Metamath Proof Explorer

Theorem elmopn2

Description: A defining property of an open set of a metric space. (Contributed by NM, 5-May-2007) (Revised by Mario Carneiro, 12-Nov-2013)

Ref Expression
Hypothesis mopnval.1 
|- J = ( MetOpen ` D )
Assertion elmopn2 
|- ( D e. ( *Met ` X ) -> ( A e. J <-> ( A C_ X /\ A. x e. A E. y e.
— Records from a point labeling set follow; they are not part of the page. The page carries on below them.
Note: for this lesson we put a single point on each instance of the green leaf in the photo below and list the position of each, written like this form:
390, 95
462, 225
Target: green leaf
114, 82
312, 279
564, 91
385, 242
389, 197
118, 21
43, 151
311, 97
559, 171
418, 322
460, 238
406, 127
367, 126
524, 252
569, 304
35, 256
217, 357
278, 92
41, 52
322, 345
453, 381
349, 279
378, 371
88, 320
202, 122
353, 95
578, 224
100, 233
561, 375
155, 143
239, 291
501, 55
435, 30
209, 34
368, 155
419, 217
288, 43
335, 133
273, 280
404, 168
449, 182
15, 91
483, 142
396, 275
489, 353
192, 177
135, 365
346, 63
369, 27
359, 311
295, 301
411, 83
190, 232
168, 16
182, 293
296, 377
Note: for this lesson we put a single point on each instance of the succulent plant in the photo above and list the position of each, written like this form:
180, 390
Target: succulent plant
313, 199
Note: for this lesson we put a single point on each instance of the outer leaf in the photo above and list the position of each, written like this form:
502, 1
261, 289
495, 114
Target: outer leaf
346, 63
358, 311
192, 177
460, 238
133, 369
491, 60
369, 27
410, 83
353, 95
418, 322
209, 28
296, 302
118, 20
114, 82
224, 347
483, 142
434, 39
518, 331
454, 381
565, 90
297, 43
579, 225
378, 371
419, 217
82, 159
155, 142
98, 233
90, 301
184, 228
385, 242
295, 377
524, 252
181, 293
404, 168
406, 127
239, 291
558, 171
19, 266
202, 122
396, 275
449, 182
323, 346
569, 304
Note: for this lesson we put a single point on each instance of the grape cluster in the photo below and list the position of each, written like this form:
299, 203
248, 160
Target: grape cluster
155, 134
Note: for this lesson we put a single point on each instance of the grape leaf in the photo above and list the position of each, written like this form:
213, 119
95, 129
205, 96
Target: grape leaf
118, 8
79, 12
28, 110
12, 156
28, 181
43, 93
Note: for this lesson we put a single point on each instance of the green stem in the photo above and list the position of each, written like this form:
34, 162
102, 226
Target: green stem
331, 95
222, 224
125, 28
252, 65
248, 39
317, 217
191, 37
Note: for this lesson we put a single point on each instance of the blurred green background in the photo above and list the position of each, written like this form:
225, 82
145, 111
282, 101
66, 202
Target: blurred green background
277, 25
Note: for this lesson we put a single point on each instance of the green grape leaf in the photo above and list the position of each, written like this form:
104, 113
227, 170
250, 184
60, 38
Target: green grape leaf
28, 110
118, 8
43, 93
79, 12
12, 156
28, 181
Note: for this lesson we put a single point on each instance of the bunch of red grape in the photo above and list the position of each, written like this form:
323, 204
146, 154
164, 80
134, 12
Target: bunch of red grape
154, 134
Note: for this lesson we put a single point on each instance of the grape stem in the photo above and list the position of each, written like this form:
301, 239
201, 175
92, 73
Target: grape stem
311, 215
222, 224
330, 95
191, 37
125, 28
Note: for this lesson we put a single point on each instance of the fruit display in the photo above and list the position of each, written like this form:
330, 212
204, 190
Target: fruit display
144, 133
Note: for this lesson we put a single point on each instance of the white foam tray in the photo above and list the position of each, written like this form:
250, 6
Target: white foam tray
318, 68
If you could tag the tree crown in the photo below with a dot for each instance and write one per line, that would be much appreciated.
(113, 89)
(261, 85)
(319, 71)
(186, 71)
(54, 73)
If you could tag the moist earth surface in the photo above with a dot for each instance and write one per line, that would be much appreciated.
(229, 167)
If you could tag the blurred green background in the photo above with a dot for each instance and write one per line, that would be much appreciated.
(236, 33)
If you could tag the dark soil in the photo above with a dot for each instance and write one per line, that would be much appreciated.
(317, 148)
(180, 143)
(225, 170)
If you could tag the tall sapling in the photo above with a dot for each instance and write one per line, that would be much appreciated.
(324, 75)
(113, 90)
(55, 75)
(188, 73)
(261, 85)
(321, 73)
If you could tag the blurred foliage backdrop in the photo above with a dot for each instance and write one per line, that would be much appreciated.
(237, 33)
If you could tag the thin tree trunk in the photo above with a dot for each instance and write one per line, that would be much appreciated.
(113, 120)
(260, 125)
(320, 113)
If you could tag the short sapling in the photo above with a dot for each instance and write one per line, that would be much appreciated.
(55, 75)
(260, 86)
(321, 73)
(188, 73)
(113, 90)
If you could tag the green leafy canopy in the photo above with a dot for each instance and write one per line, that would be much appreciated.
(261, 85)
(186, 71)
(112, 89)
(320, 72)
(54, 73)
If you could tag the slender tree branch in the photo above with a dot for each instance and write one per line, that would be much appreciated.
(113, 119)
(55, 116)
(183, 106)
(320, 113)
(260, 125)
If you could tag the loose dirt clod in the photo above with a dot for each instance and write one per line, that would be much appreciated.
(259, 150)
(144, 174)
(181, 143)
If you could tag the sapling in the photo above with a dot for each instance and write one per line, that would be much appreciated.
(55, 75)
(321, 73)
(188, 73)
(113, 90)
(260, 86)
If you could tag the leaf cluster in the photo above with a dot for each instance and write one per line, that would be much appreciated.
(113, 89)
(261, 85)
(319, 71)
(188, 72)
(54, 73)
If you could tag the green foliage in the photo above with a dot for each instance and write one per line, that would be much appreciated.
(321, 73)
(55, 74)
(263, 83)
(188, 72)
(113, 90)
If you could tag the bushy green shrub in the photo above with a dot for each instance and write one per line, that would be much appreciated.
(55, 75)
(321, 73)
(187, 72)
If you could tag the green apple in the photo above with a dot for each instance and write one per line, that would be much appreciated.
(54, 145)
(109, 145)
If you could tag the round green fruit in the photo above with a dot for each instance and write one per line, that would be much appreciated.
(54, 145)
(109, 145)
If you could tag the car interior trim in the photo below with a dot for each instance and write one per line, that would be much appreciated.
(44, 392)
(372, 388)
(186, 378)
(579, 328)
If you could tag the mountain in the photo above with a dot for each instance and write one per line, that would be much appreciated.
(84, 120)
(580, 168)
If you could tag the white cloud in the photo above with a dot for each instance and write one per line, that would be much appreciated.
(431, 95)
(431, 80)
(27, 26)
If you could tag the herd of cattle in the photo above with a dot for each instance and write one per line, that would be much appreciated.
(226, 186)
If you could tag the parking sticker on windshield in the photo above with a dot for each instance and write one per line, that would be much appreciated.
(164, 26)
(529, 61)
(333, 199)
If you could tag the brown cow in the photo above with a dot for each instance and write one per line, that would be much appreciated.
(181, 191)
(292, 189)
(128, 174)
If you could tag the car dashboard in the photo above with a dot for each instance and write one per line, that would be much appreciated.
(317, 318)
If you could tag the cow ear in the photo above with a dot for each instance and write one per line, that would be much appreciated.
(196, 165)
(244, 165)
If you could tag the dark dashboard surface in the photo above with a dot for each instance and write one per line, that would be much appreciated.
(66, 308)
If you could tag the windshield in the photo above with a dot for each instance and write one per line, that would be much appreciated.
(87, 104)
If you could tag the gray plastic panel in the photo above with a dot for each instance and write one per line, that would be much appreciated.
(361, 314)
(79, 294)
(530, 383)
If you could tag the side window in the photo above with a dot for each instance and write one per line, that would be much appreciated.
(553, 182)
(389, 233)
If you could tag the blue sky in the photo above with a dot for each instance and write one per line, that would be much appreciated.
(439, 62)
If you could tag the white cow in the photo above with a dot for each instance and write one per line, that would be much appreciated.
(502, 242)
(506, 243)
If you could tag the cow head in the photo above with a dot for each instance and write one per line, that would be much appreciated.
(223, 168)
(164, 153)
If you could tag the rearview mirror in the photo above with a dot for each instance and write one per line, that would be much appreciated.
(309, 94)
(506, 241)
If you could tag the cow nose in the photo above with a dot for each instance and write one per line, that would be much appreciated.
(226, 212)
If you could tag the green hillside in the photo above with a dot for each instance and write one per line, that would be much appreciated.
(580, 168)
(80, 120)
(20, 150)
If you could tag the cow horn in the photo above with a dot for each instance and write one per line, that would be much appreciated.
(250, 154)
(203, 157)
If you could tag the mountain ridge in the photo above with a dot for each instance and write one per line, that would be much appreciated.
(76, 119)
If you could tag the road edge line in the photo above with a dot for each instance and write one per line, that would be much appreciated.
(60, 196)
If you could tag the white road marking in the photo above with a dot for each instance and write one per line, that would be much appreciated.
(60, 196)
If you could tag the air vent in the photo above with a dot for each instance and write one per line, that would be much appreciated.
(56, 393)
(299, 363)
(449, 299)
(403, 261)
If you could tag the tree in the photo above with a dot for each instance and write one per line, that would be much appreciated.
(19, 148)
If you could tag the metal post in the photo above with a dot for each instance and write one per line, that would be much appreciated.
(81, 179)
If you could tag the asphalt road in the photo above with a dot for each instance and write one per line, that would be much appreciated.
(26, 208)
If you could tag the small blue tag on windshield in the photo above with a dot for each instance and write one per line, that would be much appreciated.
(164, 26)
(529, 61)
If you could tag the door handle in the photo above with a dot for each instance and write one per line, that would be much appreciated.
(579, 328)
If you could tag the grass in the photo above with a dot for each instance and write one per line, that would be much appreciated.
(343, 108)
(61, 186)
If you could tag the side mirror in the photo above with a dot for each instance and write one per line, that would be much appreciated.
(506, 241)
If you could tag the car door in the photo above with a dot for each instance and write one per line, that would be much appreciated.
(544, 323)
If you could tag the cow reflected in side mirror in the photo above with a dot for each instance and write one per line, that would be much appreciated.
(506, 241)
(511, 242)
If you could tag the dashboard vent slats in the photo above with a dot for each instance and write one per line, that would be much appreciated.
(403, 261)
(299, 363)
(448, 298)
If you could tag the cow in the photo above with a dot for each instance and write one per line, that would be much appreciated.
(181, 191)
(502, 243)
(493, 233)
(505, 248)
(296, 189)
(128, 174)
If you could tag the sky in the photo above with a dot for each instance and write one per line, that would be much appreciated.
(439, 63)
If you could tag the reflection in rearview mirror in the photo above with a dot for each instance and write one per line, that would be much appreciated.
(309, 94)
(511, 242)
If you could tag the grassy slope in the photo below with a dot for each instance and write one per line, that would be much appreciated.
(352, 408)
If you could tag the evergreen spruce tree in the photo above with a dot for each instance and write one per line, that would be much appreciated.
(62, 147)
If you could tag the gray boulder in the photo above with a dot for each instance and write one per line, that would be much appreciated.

RR+ ( x ( ball ` D ) y ) C_ A ) ) )

Proof

Step Hyp Ref Expression
1 mopnval.1 
 |-  J = ( MetOpen ` D )
2 1 elmopn 
 |-  ( D e. ( *Met ` X ) -> ( A e. J <-> ( A C_ X /\ A. x e. A E. z e. ran ( ball ` D ) ( x e. z /\ z C_ A ) ) ) )
3 ssel2 
 |-  ( ( A C_ X /\ x e. A ) -> x e. X )
4 blssex 
 |-  ( ( D e. ( *Met ` X ) /\ x e. X ) -> ( E. z e. ran ( ball ` D ) ( x e. z /\ z C_ A ) <-> E. y e. RR+ ( x ( ball ` D ) y ) C_ A ) )
5 3 4 sylan2 
 |-  ( ( D e. ( *Met ` X ) /\ ( A C_ X /\ x e. A ) ) -> ( E. z e. ran ( ball ` D ) ( x e. z /\ z C_ A ) <-> E. y e. RR+ ( x ( ball ` D ) y ) C_ A ) )
6 5 anassrs 
 |-  ( ( ( D e. ( *Met ` X ) /\ A C_ X ) /\ x e. A ) -> ( E. z e. ran ( ball ` D ) ( x e. z /\ z C_ A ) <-> E. y e. RR+ ( x ( ball ` D ) y ) C_ A ) )
7 6 ralbidva 
 |-  ( ( D e. ( *Met ` X ) /\ A C_ X ) -> ( A. x e. A E. z e. ran ( ball ` D ) ( x e. z /\ z C_ A ) <-> A. x e. A E. y e. RR+ ( x ( ball ` D ) y ) C_ A ) )
8 7 pm5.32da 
 |-  ( D e. ( *Met ` X ) -> ( ( A C_ X /\ A. x e. A E. z e. ran ( ball ` D ) ( x e. z /\ z C_ A ) ) <-> ( A C_ X /\ A. x e. A E. y e. RR+ ( x ( ball ` D ) y ) C_ A ) ) )
9 2 8 bitrd 
 |-  ( D e. ( *Met ` X ) -> ( A e. J <-> ( A C_ X /\ A. x e. A E. y e. RR+ ( x ( ball ` D ) y ) C_ A ) ) )